During experiments at the Advanced Light Source and the Molecular Foundry, which is part of the Lawrence Berkeley Lab, the researchers demonstrated that the HOS-PFM coating significantly prevents silicon- and aluminum-based electrodes from degrading during battery cycling while delivering high battery capacity over 300 cycles, a performance rate on par with today’s state of the art electrodes.
The results are impressive, Liu said, because silicon-based lithium-ion cells typically last for a limited number of charge/discharge cycles and calendar life. The researchers successfully demonstrated that the HOS-PFM coating significantly prevents aluminum-based electrodes from degrading during battery cycling while delivering high battery capacity over 300 cycles. “The advance opens up a new approach to developing EV batteries that are more affordable and easy to manufacture,” Gao said.
The HOS-PFM coating could allow the use of electrodes containing as much as 80% silicon. Such high silicon content could increase the energy density of lithium-ion batteries by at least 30%, Liu said. In addition, because silicon is cheaper than graphite — which is the standard material for electrodes today — cheaper batteries could significantly increase the availability of entry level electric vehicles, he added.
Now The Hard Work Begins
The team next plans to work with companies to scale up HOS-PFM for mass manufacturing. Regular readers are well aware that battery breakthroughs happen just about every day. CATL this week announced new chemistries that allow batteries to function better in cold temperatures.

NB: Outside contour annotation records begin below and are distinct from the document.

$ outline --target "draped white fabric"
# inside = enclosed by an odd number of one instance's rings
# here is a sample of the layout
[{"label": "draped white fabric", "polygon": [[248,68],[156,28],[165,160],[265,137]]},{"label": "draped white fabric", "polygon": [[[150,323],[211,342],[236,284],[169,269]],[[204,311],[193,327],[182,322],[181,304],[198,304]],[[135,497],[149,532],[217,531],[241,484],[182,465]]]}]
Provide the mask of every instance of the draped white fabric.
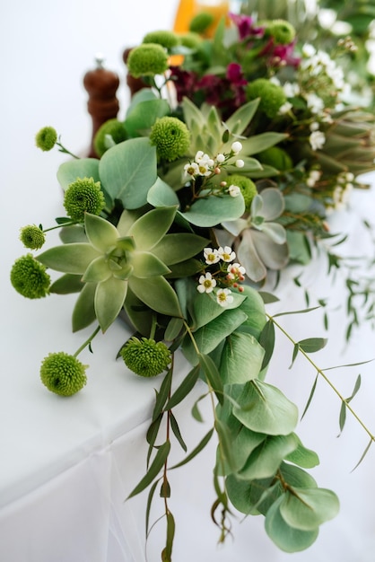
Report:
[{"label": "draped white fabric", "polygon": [[[162,4],[162,7],[161,7]],[[44,125],[55,127],[73,152],[88,145],[91,120],[86,112],[84,72],[102,51],[107,66],[120,75],[121,54],[153,29],[170,28],[175,2],[132,3],[118,0],[67,0],[63,4],[34,0],[8,3],[1,9],[4,57],[0,97],[2,134],[2,239],[0,338],[0,559],[4,562],[156,562],[165,536],[163,521],[153,530],[144,551],[146,494],[125,501],[144,475],[147,447],[145,432],[153,408],[153,388],[161,379],[143,380],[127,372],[117,352],[128,338],[117,322],[98,336],[92,350],[82,356],[90,364],[88,384],[76,396],[64,400],[49,393],[39,380],[39,364],[49,352],[74,353],[88,337],[72,334],[70,314],[74,297],[51,296],[27,301],[9,283],[15,258],[24,252],[19,228],[27,224],[52,225],[63,214],[56,180],[65,156],[57,150],[42,154],[34,135]],[[126,101],[119,91],[122,110]],[[372,181],[371,174],[367,180]],[[348,255],[371,255],[362,220],[373,220],[373,191],[356,192],[352,206],[332,218],[332,230],[350,233]],[[339,249],[337,249],[337,251]],[[275,311],[306,307],[303,289],[292,277],[283,276]],[[289,277],[289,278],[288,278]],[[338,272],[332,284],[327,263],[318,257],[301,277],[312,299],[331,298],[328,345],[312,358],[322,368],[370,360],[375,356],[374,332],[369,325],[354,330],[345,344],[345,291]],[[325,337],[323,312],[280,317],[282,326],[296,339]],[[292,347],[277,334],[277,351],[267,382],[277,382],[299,406],[308,400],[316,371],[302,357],[292,369]],[[362,373],[362,389],[353,401],[367,426],[374,431],[375,363],[329,371],[342,394],[350,396]],[[187,373],[178,358],[175,384]],[[202,402],[205,423],[193,420],[190,409],[205,391],[198,384],[176,417],[191,451],[212,424],[207,402]],[[340,401],[319,379],[315,398],[298,434],[304,444],[319,453],[320,465],[311,471],[318,485],[334,489],[341,500],[339,515],[322,526],[317,542],[295,555],[280,552],[266,536],[263,519],[233,518],[233,540],[218,547],[218,529],[210,519],[214,499],[213,441],[194,461],[170,474],[170,509],[177,521],[176,562],[371,562],[375,552],[373,467],[375,449],[351,472],[369,441],[361,425],[348,414],[337,438]],[[174,460],[183,452],[174,445]],[[155,497],[151,521],[162,514]]]}]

Toyota claims it will have solid-state batteries in production by 2026. Interest in sodium-ion batteries is sky high because they hold the promise of avoiding the use of lithium altogether.
The primary focus right now is less about the lifetime of batteries — the initial fears a decade ago that EV batteries would need to be replaced after two to three years have faded — than it is about costs and the environmental implications of mining the cobalt, lithium, manganese, and nickel needed to make them.

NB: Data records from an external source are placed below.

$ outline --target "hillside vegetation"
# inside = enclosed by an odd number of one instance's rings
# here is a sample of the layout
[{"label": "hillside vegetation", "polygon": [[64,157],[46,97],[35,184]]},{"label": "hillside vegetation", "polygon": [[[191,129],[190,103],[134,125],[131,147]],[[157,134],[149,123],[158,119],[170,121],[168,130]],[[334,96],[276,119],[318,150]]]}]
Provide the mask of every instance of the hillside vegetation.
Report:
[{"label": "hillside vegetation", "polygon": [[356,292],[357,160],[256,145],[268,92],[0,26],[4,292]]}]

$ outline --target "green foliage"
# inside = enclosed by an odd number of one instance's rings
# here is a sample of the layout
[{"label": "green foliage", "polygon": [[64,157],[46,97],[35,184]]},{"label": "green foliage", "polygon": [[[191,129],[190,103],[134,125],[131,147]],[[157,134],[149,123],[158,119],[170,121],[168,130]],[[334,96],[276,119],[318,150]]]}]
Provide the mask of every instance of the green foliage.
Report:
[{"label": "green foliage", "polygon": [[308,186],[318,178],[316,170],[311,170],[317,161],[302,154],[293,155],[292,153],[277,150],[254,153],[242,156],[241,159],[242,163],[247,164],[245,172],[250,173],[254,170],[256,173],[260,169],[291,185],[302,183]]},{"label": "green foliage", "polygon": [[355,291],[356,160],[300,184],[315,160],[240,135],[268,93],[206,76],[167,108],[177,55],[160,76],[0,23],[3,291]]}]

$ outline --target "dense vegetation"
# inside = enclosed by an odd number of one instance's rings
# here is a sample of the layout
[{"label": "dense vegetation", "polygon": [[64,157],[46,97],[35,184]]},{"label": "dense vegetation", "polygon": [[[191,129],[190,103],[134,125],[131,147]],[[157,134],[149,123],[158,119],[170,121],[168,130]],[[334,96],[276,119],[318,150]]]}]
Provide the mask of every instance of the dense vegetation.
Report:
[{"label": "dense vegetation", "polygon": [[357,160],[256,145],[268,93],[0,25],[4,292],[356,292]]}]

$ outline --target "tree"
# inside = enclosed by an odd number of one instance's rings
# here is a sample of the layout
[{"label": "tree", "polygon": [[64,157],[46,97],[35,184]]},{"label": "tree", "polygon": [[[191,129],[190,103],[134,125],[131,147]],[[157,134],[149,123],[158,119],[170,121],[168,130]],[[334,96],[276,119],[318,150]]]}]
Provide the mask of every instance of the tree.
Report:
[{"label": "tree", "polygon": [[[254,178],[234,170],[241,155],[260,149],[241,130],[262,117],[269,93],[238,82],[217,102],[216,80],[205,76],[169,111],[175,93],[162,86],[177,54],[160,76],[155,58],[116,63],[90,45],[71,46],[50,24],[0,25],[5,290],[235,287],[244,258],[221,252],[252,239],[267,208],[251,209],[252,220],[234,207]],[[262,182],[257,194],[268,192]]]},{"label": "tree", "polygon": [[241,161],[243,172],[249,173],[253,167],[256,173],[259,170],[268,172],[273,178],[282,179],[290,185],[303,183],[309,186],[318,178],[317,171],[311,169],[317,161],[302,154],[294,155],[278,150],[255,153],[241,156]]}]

Oddly, nobody ever questions the environmental implications of extracting oil and methane gas from below the surface of the Earth or the consequences of pumping billions of tons of carbon dioxide into the atmosphere. No one ever acknowledges that cobalt is used in the refining of crude oil. Somehow it is perfectly OK for young children in the Democratic Republic of Congo to harvest cobalt from the Earth if it is being used to make gasoline or plastics, but not OK to do the same if it is used to make batteries. The hypocrisy of fossil fuel acolytes is never ending and simply breathtaking.

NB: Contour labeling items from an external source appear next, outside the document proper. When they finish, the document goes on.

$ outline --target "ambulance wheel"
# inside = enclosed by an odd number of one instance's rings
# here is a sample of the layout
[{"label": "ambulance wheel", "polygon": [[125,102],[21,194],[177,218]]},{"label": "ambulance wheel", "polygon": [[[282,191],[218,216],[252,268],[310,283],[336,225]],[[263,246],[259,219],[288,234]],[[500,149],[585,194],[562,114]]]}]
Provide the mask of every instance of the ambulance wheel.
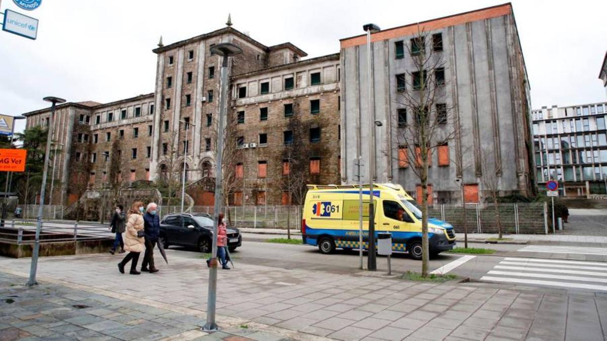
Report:
[{"label": "ambulance wheel", "polygon": [[328,237],[325,237],[318,243],[318,249],[320,253],[328,255],[335,252],[335,243]]},{"label": "ambulance wheel", "polygon": [[421,259],[422,247],[421,240],[415,240],[409,244],[407,251],[409,252],[409,257],[412,259],[419,260]]}]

Nonetheless, the quest for batteries that have higher energy densities and lower costs is vital if the EV revolution is to fully succeed. Moving forward, Lawrence Berkeley Lab will need to share its technology with several battery manufacturers who will make prototype batteries using this new technology. Then those batteries will be supplied to several automakers who will use them to conduct real world testing.
If they measure up, if they perform as expected, and if they are less expensive than the batteries those manufacturers are currently using, then they may find their way into production vehicles. Typically, all those “ifs” mean commercial applications are about 5 years away, and that is the best case scenario.
The takeaway from all this is that better batteries are coming. The batteries of tomorrow will be more powerful, more durable, and cost less than anything available today. The real question is whether they will arrive in time to finally convince the world to ditch its fossil fuel habit.